PA Dutch chicken

1 frying chicken
1 1/2 cups sour or heavy cream
white wine
black pepper
pinches of grated nutmeg (optional)
Carve the chicken into 8 pieces. Reserve the wings for later use. Preheat the oven to 325 degress F.

Sprinkle the pieces of chicken with salt and pepper, then dredge in flour. Melt 3 Tbl butter in a large skillet and fry the chicken until golden brown - on all sides. Place the chicken in a pyrex or earthen-ware baking dish. Smear the sour cream over it. Cover tightly and bake for 2 hours.

Degrease the skillet, but reserve it (and the browned-bits on the bottom) for gravy-making.

Remove the chicken from the baking dish.

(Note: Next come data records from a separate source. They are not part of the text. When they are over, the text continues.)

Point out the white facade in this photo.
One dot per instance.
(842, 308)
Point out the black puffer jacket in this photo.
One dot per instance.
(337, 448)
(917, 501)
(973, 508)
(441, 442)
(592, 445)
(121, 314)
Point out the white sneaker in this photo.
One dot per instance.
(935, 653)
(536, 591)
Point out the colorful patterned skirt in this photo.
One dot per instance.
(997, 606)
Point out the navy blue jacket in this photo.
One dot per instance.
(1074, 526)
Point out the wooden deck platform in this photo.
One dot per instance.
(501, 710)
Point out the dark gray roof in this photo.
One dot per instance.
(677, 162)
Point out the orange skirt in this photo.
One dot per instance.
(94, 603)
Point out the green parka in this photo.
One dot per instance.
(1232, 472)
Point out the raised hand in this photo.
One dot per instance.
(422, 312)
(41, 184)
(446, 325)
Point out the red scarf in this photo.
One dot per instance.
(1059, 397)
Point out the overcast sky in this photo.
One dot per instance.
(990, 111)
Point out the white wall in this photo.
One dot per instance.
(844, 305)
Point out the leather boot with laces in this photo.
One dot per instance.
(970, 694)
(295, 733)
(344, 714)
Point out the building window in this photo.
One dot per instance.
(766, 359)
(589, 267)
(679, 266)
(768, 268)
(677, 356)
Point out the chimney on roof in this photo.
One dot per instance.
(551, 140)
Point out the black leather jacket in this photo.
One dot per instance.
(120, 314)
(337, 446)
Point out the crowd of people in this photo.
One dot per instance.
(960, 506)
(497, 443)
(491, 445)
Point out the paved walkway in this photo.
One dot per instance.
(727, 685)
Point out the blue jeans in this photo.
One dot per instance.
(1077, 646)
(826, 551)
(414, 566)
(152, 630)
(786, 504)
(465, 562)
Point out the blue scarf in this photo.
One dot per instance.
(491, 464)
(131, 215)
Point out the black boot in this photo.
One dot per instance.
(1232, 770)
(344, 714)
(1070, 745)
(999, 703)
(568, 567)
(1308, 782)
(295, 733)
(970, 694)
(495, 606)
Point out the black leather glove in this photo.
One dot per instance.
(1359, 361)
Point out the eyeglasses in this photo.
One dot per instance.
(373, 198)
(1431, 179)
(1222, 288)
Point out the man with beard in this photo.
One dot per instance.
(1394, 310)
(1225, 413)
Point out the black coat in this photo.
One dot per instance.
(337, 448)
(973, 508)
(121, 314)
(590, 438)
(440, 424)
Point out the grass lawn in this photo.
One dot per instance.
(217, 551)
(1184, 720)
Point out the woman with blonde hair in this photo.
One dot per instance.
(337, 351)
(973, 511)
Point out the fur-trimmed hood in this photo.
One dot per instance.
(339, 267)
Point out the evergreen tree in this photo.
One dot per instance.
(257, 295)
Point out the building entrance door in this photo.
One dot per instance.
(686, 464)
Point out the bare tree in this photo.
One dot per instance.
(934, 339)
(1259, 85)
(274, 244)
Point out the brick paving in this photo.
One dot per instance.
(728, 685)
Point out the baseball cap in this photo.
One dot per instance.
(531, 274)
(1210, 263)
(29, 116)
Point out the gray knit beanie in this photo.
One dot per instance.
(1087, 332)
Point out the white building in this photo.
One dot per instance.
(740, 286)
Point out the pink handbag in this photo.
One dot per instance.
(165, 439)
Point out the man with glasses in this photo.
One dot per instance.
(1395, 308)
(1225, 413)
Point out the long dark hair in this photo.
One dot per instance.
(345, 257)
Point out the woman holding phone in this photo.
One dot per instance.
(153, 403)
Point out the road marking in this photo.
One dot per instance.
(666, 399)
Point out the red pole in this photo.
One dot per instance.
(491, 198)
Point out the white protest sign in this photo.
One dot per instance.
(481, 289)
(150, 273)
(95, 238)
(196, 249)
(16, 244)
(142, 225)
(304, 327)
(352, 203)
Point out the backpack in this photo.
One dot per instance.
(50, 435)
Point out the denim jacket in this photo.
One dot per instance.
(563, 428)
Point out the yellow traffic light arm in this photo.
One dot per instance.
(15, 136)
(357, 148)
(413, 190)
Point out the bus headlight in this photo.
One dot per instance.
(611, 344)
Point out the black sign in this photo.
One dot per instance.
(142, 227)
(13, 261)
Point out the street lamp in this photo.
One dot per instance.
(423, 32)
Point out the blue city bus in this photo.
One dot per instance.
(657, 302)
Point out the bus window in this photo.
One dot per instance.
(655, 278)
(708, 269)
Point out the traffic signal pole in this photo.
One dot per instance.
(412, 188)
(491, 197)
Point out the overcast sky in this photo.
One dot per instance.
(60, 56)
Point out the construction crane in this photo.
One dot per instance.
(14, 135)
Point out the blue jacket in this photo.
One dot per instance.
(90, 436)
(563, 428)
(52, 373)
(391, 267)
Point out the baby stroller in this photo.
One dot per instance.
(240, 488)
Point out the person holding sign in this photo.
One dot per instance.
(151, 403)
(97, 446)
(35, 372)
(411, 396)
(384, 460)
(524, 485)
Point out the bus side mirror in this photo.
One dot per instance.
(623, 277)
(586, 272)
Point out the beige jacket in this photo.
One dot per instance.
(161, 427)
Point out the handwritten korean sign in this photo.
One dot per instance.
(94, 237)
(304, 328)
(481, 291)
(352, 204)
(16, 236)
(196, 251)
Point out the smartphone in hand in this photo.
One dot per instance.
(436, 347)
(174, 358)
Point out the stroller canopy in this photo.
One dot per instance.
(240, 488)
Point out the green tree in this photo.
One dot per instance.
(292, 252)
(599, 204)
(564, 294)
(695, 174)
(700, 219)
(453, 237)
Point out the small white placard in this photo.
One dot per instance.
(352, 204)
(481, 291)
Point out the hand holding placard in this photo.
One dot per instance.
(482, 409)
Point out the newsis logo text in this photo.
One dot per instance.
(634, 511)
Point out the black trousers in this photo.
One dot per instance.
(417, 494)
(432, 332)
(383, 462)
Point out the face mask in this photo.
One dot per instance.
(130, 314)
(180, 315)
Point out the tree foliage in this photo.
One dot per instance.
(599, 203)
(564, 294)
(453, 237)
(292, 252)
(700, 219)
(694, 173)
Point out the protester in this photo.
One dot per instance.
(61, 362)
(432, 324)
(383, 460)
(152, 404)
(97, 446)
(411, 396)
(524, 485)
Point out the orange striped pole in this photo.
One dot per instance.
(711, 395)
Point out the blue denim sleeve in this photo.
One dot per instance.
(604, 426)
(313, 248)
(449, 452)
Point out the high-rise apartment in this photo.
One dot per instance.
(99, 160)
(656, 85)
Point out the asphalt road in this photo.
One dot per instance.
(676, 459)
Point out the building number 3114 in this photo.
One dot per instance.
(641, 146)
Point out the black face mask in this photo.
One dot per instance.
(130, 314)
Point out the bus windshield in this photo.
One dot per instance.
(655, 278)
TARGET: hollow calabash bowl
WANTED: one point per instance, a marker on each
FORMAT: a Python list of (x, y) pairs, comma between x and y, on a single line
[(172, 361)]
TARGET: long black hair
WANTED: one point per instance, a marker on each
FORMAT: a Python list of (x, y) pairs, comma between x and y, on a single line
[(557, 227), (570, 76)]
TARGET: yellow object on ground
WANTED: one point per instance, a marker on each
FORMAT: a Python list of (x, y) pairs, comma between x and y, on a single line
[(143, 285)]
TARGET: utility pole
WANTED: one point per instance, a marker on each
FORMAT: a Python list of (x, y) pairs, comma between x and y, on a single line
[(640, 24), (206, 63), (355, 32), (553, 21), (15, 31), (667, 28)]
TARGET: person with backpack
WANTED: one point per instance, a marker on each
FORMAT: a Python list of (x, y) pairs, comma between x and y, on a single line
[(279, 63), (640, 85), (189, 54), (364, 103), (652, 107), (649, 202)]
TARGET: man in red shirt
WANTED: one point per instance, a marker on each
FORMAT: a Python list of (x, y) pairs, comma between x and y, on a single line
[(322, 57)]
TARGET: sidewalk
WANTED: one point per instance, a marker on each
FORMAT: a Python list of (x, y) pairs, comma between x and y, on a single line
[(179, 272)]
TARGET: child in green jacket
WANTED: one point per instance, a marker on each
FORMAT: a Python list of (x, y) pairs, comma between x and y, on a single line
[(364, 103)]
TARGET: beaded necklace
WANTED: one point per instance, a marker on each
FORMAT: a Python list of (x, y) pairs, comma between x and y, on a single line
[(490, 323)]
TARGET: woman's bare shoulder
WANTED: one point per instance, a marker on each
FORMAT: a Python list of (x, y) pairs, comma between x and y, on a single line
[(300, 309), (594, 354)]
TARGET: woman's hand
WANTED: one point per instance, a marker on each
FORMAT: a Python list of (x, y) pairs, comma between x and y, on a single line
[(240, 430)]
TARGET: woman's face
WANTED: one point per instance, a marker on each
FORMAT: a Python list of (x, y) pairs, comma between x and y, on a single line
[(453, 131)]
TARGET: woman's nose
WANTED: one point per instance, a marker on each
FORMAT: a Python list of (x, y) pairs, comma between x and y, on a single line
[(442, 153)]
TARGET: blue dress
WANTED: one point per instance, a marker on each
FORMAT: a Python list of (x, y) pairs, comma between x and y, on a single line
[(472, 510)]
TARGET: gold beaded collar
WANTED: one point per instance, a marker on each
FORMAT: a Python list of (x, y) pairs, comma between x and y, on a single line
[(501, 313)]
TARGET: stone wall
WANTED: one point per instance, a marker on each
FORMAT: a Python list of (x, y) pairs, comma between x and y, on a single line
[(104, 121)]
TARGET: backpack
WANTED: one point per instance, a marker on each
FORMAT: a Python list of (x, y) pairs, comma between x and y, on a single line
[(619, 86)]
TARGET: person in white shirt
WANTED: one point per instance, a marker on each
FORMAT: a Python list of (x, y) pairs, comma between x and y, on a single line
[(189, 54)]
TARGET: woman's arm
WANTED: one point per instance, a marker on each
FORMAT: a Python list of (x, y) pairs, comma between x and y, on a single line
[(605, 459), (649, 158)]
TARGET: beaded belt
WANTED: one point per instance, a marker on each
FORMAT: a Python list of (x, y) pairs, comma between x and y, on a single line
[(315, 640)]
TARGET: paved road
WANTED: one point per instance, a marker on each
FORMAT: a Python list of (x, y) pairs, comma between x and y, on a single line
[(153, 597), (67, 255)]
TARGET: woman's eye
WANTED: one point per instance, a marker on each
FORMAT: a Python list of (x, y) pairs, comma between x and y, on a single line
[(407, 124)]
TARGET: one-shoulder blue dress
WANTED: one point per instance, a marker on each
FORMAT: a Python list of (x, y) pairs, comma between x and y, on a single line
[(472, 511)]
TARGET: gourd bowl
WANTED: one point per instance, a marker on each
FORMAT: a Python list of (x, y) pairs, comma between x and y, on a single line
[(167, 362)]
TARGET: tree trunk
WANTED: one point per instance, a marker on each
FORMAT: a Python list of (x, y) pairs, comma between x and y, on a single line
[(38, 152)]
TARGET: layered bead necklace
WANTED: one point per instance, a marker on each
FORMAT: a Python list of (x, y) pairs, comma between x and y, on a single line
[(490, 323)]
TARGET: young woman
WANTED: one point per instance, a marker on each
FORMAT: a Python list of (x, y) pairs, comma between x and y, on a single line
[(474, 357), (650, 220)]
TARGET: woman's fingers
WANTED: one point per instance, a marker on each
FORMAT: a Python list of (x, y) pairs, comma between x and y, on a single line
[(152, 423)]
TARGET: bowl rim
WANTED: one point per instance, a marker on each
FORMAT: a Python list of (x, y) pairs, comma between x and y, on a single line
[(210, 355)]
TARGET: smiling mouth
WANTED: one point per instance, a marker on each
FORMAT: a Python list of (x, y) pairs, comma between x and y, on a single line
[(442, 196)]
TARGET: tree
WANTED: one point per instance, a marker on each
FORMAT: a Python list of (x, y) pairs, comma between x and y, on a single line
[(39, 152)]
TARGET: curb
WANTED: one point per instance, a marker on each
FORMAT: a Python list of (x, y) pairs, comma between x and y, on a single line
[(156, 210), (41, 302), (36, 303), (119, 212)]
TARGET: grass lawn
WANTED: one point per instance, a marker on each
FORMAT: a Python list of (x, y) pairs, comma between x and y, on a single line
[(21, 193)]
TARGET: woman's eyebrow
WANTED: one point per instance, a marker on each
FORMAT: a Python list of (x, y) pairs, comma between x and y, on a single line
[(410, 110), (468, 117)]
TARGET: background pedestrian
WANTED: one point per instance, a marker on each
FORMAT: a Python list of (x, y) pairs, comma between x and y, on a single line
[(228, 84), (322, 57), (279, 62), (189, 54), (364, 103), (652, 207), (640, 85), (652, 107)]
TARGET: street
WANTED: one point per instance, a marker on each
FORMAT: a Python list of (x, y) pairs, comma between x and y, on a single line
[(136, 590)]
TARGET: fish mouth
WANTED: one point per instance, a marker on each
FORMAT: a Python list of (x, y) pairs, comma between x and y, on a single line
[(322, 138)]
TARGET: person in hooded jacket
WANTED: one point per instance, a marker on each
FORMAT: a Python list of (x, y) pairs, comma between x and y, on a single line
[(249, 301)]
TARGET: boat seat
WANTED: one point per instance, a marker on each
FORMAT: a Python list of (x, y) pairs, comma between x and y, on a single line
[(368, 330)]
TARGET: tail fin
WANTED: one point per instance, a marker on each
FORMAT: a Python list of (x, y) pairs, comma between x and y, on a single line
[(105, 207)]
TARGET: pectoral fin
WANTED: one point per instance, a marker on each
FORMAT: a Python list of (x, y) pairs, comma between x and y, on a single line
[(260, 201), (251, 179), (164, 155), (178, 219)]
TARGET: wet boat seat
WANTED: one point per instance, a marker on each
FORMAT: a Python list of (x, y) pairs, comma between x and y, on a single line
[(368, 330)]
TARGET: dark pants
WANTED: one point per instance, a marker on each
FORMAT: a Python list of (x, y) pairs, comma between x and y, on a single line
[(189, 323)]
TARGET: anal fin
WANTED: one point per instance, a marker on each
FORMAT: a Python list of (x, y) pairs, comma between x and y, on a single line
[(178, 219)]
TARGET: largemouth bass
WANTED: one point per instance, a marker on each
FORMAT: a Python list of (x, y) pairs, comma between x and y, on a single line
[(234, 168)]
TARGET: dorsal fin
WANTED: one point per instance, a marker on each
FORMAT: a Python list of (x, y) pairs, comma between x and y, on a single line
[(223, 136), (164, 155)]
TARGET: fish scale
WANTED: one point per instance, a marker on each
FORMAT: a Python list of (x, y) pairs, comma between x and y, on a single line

Create a gravy from the frying pan residue and braising liquids. In the frying pan, combine 1 Tbl butter and 1 flour over moderate heat. Whisk the roux until it is blond in color. De-glaze the pan with wine. Pour in the contents of the baking dish. Reduce the liquid until it barely coats the back of a spoon. Test for salt and pepper. (A few pinches of nutmeg in the gravy will add an extra layer of complexity.)

I recommend sour cream for this dish. Heavy cream is too potent. The sour cream actually curdles to form tiny, sour cheese balls. This is one rich dish.